LSL3 is the second Larry game to use the 16-color SCI engine, and Sierra has really pushed all 16 of them to their limit in this game. Background graphics are much more detailed than LSL2, and close-ups of the ladies you are talking to are much more realistic than the previous games. But, that being said, there are still plenty of instances where items are easy to miss due to them blending in with the backgrounds, and as with the previous games a LOOK command is essential when entering a new location.
Gameplay follows the previous game (and most SCI games), utilizing a point & click, keyboard, and parser combination for movement and puzzle solving. A nice addition to this game is a save-game reminder that pops up when a certain amount of time has passed since your last save, hopefully saving you from having to go back too far in case of an unfortunate accident. And it’s a good thing, because there will be plenty; Sierra really upped the death ante with this one. New adventure gamers take note: one save game just doesn’t cut it on the older games (back then we had to walk 3 miles in the snow to buy a LucasArts adventure), and you will die in this game many, many times, usually from something you never would have considered. This is nothing new to any seasoned Sierra gamer, but definitely something to consider: when the game says to save, you’d better listen.
The amazing Al Lowe parser is back, and just as great as always, and everyone will spend way more time than they should typing in naughty phrases to see what the parser has to say back to you. And since this is a Sierra game, you have to have the standard Sierra point system, always keeping you coming back for just one more run time after time, just to have bragging rights about your perfect score.
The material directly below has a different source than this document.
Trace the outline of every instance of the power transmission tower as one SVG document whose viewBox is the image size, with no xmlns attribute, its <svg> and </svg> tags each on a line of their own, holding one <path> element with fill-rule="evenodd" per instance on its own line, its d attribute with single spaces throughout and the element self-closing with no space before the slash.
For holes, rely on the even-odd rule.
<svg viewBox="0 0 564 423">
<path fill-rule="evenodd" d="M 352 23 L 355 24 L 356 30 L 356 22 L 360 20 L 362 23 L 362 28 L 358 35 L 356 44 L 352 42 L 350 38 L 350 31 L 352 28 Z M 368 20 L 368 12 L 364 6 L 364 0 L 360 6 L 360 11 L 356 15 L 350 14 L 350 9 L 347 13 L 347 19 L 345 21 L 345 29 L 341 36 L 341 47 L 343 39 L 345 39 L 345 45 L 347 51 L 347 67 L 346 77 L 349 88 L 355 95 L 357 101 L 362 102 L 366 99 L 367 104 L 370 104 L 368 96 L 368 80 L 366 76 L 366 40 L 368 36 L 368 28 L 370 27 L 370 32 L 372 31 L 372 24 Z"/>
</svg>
One thing that never changes from Larry game to Larry game is the structure: girl x needs object y and then she will give you xxx for object y. LSL3 is no exception, but thankfully the puzzles are a lot more logical than LSL2's brain teasers. And the added bonus of playing as Patti during the last half of the game is a nice touch that keeps everything fresh just as it’s starting to seem a little long-winded.
And this is a game that could easily seem long-winded. While LSL1 was a quickie afternoon game for most gamers, and LSL2 wasn’t much more than a weekender, this game really goes for the long haul. I haven’t played the game in a few years, and sat down with a walkthrough just to see how fast it could be done, and still ended up spending over 8 hours walking through the game. And if you are anti-walkthrough, you will easily spend as much, or more, time on this game than most new titles on the market. Before that’s taken as complete praise though, some of that is due to issues with playing the game on modern computers. In particular, there is an issue with a section of the game that takes place in a weight room that can take almost an hour to complete without a program like Mo-Slo or save games available on the web or at Al Lowe’s website.
I’m always surprised at how many old-school gamers have never played LSL3, even after all these years, while the first, sixth, and seventh of the series are raved about as classics. This is really the game that made Sierra see that there was money to be had in raunchy, funny entertainment, and that true gamers were not afraid of a few head scratchers and bizarre death sequences. This is definitely near the top of my list for the Larry series, just below my personal favorite LSL6, and just above LSL7. This is a game that should be played by any adult with a love of gaming, if only for one of the funniest endings in adventure game history, but ultimately for so much more.